Une reine musulmane

Publié le 12 septembre 2005 Lecture : 2 minutes.

Qui l’eût cru ? La jeune femme élue Miss Angleterre 2005 n’a guère la culture des pubs londoniens où la bière coule à flots. Encore moins celle des pork pies, ces tourtes à base de porc tant prisées outre-Manche. Car Hammasa Kohistani est musulmane. Cette étudiante de 18 ans, d’origine ouzbèke, a été couronnée, le 3 septembre, à Liverpool. Une victoire et non des moindres, car en plus d’avoir le privilège de ceindre son corps de la fameuse écharpe, la jeune fille a réussi l’exploit de devenir la première Miss Angleterre musulmane. « C’est historique, et je suis très heureuse. J’espère ne pas être la dernière musulmane à gagner », a déclaré l’heureuse élue, les yeux encore plein de paillettes. La dernière, certainement pas, si l’on en croit les résultats. Sur les vingt finalistes retenues – elles étaient au départ quarante – au terme d’une compétition de deux jours, il y avait quatre musulmanes, qui n’ont pas hésité à tomber voile et djellaba. Une participation que certains dignitaires religieux n’ont guère appréciée, ce concours transgressant selon eux les enseignements du Coran. Ils avaient, sans succès, invité les jeunes filles à se retirer de la compétition. L’une d’entre elles, d’origine irakienne, soucieuse de ménager sa communauté, avait délaissé le traditionnel bikini pour défiler dans un maillot de bain une pièce recouvert d’un sarong. Sa démarche n’a pas amadoué le vice-président du conseil des mosquées du Lancashire : « En participant à cette compétition, elle abjure sa foi. Un maillot de bain intégral à la place d’un bikini, cela ne change rien. Elle exposera sa chair dans un concours de beauté. » Favorite du public, la pudique candidate s’est pourtant inclinée devant Hammasa Kohistani.

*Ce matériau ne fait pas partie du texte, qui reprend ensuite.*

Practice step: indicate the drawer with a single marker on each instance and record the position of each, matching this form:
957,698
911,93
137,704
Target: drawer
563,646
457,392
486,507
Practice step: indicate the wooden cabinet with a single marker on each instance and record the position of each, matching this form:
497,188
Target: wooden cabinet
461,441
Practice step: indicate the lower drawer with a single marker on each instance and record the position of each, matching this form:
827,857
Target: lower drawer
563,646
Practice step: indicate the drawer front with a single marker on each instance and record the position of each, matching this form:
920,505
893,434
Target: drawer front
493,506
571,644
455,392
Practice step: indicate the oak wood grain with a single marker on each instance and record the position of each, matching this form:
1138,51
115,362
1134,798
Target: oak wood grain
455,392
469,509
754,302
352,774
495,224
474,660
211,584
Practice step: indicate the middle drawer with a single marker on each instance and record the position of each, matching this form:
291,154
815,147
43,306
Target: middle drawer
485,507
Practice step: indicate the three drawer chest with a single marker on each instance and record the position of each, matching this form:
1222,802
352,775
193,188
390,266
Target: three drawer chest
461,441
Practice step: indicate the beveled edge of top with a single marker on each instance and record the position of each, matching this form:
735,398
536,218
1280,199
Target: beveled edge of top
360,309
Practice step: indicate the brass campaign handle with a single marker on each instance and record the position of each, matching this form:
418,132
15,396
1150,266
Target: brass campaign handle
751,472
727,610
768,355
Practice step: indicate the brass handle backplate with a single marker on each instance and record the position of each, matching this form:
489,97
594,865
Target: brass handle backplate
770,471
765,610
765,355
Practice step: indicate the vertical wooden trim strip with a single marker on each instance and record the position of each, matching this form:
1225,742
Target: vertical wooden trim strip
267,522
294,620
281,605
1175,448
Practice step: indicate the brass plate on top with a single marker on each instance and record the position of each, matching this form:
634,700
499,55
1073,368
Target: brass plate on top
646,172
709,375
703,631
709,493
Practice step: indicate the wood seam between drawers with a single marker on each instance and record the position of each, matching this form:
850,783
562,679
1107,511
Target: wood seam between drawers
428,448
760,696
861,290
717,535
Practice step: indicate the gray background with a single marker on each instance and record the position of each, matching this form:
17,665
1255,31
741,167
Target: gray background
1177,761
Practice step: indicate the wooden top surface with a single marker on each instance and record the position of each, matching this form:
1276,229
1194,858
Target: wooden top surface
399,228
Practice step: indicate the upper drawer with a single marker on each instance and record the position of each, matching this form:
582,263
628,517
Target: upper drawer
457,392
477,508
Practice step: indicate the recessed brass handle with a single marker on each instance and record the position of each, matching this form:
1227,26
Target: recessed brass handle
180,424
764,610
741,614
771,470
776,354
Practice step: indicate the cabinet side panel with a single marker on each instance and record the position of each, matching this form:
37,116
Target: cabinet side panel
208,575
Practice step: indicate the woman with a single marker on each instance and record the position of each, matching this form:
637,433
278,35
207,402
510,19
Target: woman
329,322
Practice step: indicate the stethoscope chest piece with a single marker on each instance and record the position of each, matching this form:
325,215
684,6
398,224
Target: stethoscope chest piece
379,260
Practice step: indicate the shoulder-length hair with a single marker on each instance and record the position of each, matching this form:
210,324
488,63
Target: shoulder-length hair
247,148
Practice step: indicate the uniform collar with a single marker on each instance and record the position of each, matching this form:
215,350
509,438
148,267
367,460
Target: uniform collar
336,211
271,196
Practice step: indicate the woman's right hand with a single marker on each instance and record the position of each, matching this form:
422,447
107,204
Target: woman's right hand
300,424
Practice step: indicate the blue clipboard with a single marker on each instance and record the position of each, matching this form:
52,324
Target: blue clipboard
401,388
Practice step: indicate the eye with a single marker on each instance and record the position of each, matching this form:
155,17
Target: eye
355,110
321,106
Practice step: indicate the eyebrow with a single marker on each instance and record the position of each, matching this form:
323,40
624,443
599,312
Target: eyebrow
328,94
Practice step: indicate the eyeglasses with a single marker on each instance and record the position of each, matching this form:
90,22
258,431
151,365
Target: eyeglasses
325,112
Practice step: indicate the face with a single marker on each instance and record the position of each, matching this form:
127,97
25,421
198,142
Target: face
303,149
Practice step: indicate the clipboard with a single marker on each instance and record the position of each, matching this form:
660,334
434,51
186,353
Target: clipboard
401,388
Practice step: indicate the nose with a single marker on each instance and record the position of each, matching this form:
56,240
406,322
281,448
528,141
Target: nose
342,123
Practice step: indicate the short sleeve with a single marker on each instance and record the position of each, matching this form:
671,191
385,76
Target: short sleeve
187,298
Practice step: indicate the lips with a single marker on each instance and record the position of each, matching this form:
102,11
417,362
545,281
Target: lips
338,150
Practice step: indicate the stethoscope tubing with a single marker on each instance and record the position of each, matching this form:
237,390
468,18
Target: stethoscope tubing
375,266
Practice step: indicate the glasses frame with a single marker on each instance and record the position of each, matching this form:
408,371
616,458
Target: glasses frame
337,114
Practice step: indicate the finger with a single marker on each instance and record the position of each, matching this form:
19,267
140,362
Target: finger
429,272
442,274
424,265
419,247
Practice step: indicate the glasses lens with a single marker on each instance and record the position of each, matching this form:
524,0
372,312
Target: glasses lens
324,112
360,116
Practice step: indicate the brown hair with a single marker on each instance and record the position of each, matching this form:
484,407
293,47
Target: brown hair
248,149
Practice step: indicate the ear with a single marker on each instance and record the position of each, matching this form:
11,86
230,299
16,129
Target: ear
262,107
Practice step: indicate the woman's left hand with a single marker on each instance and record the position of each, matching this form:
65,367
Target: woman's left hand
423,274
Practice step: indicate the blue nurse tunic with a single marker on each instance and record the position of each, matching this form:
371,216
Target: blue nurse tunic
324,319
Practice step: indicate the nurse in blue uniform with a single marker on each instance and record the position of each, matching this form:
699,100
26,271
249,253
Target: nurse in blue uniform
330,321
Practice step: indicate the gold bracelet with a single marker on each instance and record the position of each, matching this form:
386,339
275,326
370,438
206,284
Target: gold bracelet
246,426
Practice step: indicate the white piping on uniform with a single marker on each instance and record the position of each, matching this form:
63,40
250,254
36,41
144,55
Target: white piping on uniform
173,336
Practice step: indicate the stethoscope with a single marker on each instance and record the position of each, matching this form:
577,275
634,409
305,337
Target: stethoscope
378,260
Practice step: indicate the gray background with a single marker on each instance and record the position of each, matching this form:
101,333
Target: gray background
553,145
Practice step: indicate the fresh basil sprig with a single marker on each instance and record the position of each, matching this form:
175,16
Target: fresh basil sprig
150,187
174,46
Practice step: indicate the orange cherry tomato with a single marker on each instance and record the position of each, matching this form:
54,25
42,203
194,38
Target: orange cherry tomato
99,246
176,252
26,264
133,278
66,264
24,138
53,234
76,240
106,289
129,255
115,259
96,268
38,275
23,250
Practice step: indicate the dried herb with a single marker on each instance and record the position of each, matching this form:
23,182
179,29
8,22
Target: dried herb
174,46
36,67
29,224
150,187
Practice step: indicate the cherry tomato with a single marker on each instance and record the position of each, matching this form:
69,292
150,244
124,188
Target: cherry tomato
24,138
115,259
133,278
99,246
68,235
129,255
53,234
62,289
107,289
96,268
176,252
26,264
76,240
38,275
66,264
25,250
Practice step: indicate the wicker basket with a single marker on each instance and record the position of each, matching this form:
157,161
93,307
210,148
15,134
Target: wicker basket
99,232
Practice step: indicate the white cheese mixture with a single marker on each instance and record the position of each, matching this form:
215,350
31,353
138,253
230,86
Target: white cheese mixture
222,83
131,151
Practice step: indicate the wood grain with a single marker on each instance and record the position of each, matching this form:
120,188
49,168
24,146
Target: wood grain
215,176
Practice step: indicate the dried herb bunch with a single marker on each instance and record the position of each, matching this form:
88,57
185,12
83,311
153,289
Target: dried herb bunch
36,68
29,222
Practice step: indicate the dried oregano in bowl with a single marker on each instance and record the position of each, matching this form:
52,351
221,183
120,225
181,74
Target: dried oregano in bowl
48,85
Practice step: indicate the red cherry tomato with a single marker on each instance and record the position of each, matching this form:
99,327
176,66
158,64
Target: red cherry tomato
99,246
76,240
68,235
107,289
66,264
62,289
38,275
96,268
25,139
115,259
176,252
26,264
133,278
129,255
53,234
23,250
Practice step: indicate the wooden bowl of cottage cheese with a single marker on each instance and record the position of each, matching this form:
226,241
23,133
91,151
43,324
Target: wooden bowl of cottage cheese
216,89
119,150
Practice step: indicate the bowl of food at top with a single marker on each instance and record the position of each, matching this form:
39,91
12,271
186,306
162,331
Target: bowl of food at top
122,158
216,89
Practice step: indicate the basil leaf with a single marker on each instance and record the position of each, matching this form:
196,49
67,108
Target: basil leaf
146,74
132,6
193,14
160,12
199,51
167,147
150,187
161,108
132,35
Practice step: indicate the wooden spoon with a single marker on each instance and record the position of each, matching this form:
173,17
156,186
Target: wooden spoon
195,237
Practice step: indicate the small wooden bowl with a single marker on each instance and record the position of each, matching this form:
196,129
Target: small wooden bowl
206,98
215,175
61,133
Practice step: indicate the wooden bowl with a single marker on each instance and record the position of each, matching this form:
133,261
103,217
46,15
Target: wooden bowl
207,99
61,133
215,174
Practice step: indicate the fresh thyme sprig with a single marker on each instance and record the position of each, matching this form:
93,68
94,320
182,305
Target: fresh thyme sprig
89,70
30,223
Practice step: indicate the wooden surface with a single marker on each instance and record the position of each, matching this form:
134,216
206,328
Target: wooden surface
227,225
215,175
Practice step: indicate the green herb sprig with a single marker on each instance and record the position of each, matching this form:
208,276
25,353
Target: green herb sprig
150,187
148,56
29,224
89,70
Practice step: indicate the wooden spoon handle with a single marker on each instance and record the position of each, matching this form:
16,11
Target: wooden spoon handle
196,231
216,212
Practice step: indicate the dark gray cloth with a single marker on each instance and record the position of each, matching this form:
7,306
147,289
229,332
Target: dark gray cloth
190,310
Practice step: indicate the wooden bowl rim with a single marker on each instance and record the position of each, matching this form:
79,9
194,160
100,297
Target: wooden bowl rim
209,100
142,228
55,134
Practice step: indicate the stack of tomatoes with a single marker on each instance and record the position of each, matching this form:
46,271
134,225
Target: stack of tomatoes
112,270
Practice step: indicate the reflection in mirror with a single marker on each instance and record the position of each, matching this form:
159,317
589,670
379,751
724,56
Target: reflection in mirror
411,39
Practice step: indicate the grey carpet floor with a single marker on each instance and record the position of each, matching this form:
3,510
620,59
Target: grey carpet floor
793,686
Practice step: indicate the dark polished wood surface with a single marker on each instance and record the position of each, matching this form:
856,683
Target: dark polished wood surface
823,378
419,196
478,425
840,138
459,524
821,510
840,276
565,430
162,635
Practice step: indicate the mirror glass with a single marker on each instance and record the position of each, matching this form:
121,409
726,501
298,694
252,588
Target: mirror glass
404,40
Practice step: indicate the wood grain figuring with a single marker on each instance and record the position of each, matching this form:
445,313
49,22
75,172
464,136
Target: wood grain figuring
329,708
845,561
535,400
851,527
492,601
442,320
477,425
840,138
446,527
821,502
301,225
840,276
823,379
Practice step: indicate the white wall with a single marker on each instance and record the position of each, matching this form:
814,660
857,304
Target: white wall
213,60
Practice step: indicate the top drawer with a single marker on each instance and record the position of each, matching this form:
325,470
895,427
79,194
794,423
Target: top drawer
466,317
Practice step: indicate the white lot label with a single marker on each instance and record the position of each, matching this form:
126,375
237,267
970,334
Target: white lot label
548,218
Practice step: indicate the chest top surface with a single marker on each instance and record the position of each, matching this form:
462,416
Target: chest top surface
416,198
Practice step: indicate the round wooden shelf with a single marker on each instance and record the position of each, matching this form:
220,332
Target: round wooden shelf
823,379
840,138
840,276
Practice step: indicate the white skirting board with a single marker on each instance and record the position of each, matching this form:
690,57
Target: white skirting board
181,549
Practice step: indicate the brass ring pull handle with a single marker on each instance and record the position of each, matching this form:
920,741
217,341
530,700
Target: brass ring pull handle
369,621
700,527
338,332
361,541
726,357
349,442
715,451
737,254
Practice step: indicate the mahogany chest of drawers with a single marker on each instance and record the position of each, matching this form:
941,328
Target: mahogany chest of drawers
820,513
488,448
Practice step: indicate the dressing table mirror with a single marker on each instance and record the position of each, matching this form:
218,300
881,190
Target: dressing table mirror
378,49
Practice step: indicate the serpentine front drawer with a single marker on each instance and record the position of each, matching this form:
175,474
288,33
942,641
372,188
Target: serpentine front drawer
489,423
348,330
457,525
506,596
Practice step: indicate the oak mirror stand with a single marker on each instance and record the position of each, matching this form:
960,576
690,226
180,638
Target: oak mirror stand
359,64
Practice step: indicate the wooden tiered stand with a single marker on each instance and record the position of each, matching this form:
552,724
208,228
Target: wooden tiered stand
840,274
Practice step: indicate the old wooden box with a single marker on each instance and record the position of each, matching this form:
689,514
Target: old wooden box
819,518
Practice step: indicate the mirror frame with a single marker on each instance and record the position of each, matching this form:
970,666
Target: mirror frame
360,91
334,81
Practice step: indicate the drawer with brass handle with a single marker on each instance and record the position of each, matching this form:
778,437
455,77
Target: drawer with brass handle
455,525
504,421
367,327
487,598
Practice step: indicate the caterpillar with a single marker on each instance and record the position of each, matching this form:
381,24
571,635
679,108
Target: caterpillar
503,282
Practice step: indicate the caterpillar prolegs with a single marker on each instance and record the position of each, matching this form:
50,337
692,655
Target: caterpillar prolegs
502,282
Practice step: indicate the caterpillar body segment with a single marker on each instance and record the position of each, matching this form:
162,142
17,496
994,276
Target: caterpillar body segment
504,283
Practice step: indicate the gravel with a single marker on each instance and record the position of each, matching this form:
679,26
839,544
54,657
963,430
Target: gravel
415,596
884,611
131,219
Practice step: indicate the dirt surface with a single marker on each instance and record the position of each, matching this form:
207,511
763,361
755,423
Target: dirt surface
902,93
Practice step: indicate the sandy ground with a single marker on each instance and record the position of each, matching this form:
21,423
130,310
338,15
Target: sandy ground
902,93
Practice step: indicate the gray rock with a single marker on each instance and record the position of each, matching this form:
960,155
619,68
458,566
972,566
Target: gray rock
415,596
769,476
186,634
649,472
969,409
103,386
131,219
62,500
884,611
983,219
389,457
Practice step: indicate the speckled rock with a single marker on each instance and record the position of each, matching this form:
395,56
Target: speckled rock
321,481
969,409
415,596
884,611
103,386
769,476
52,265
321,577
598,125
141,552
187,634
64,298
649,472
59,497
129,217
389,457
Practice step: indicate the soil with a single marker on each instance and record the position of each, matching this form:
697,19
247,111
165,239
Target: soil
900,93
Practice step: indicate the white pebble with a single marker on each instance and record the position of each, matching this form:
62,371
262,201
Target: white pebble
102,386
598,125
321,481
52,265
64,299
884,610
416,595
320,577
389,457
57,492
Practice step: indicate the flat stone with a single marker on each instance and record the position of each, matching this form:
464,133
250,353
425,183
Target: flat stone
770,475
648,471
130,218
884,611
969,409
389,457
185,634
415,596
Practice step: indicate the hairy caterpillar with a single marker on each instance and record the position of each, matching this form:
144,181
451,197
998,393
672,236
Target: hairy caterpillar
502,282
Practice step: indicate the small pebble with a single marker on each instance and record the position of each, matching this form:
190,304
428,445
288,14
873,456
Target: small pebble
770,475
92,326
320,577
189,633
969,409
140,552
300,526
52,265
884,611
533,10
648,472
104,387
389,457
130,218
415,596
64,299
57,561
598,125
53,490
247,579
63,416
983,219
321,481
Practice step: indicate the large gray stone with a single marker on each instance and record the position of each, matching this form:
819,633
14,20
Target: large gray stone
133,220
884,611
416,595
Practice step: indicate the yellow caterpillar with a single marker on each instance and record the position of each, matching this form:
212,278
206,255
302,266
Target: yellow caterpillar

Née à Tachkent, en Ouzbékistan, cette jolie brune s’est réfugiée en Angleterre avec ses parents après avoir fui l’Afghanistan. En plus d’avoir un visage avenant, la belle a aussi une tête bien faite : polyglotte, elle parle six langues, dont le russe, le farsi et le français. De quoi aborder, le coeur léger, son année de règne, durant laquelle elle parcourra le monde en portant les couleurs du Royaume-Uni. Une victoire plus que symbolique dans ce pays où le souvenir douloureux des attaques terroristes du 7 juillet, qui ont fait 56 morts, est encore vivace. Il y a quelques semaines, personnes n’aurait parié sur une telle éventualité, tant l’islamophobie qui s’était abattue sur Londres avait été virulente. En juillet, les incidents racistes ont augmenté de 600 % par rapport à l’an dernier (plus de 270 actes racistes, contre 40). Des insultes, des agressions physiques, mais aussi des actes de vandalisme contre des mosquées.
Tout en répétant que l’origine pakistanaise des terroristes du 7 juillet ne devait en aucun cas conduire à jeter l’opprobre sur certaines populations immigrées, la police ne s’est pas privée de déclarer son intention d’arrêter et de fouiller systématiquement « plutôt les jeunes basanés que les vielles ladies blanches à la sortie des salons de thé ». Le couronnement de cette miss d’origine musulmane atténuera-t-il les tensions encore palpables qui règnent dans la capitale ? La toute nouvelle élue, elle, reste sereine. Sans renier ses origines, elle se prépare à représenter son pays d’accueil au concours de Miss Monde, en décembre, en Chine, avec sa foi et sa bannière.